Se todas nós escutássemos Matteo, a paz reinaria? Com
certeza, mas somos um bando de mulas que não escutam ninguém.
— Faz quanto tempo que você guarda tudo isso dentro de
você? — Matteo suspirou.
— Tempo o bastante para eu saber que isso aqui não é só
paixão. — Já estava fodida mesmo, que ele soubesse de tudo. —
Matt, você não pode contar para ele.
Escutei o barulho dele engolindo seco.
— Matteo Azzaro, você não fez isso! — Puta que pariu!
Por que as coisas não podem ser apenas ruins? Por que tudo
sempre tem que ficar ainda pior?
— Não fiz, foi o Noah. — Ele disse como um garotinho
assustado.
Aquele linguarudo do caralho. Juro por Deus que um dia ele vai
me pagar por isso. Tinha que falar sobre isso?
— Ele acreditou no Noah? — Levantei da cama. Malditos
saltos quase me fizeram cair no processo.
— Isabella, calma.
— Não me manda ficar calma, Matteo. — Me virei para ele. —
Como ele reagiu? Que dia que foi isso? Juro por Deus que se você
não me contar... nossa, nem sei o que eu faço.
— Isabella — Matteo gritou. — Respira, porra.
Cruzei meus braços, tentando respirar fundo.
Como ia ficar calma?
Não existia nem essa possibilidade.
— Ele acreditou ou não?
Estando nessa posição, eu nem parecia uma mulher de vinte e
quatro anos, e sim uma adolescente de quinze.
— Foi no dia que ele gritou em você lá em Nova Iorque.
A única coisa que consegui fazer foi balançar a cabeça.
Eu não ia chorar.
Eu não ia gritar.
Puta que pariu, eu realmente vou matar o Noah.
— Não era direito do Noah contar essa merda. São os meus
sentimentos, eu deveria ter tido o direito de contar.

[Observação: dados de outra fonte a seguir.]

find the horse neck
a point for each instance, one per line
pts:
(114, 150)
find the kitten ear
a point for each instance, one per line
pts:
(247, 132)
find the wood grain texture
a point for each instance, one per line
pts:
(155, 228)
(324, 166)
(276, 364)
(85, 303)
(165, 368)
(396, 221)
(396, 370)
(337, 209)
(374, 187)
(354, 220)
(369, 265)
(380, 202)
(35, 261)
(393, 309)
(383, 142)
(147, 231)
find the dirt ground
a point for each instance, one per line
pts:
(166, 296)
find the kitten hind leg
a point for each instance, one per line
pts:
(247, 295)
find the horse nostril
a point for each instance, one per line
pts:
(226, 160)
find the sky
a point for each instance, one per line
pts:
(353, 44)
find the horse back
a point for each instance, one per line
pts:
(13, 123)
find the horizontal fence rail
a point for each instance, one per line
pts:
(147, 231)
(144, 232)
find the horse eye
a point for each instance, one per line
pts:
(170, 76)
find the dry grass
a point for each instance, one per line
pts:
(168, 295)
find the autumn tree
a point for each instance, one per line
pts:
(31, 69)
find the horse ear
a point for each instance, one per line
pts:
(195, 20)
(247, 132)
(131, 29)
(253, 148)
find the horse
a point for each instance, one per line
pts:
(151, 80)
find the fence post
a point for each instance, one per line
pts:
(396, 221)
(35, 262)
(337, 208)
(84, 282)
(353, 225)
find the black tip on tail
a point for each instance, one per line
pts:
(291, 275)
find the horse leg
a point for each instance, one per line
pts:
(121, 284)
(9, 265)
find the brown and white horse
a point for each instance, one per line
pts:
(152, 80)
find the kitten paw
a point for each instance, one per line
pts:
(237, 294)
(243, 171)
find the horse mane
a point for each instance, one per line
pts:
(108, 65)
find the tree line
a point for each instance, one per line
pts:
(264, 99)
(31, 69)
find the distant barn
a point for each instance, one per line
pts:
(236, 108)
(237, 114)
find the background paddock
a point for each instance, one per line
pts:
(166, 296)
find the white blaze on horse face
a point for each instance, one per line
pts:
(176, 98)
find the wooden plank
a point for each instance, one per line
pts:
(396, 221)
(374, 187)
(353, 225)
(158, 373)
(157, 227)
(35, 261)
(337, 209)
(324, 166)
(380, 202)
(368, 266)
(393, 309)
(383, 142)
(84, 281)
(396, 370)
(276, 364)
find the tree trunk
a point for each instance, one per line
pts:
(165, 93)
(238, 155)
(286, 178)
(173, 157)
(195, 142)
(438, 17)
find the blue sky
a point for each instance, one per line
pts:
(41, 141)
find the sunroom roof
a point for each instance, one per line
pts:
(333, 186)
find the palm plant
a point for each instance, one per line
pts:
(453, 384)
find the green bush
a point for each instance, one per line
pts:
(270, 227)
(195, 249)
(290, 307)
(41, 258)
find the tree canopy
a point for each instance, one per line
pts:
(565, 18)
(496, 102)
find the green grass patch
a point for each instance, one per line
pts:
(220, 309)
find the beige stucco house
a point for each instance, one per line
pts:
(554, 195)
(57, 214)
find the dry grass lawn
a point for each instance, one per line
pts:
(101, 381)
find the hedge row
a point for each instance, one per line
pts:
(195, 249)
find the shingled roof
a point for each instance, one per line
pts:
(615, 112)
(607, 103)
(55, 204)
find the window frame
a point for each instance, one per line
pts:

— Como se você fosse contar em algum momento. — Matteo
foi irônico.
— E ainda assim, era meu direito, Matteo! Eu não queria que
ele soubesse. Logan não me ama, e sempre foi taxativo quando
falava não tem pretensão de amar alguém, muito menos ter um
relacionamento com alguém. Me diz logo qual foi a merda da reação
dele!
— Está legal... ele entrou em pânico.
— Pânico. — Fui digerindo as palavras enquanto ele falava.
Isso era terrível.
— Bella, eu não posso falar tudo, você sabe disso. — Os
ombros de Matteo caíram em derrota.
— Ele realmente não me ama, não é? Ele precisou desse
tempo apenas para saber como iria lidar comigo. — Falando em voz
alta, eu me sentia ainda mais patética.
Matteo olhou para cima, como se conversasse com Deus.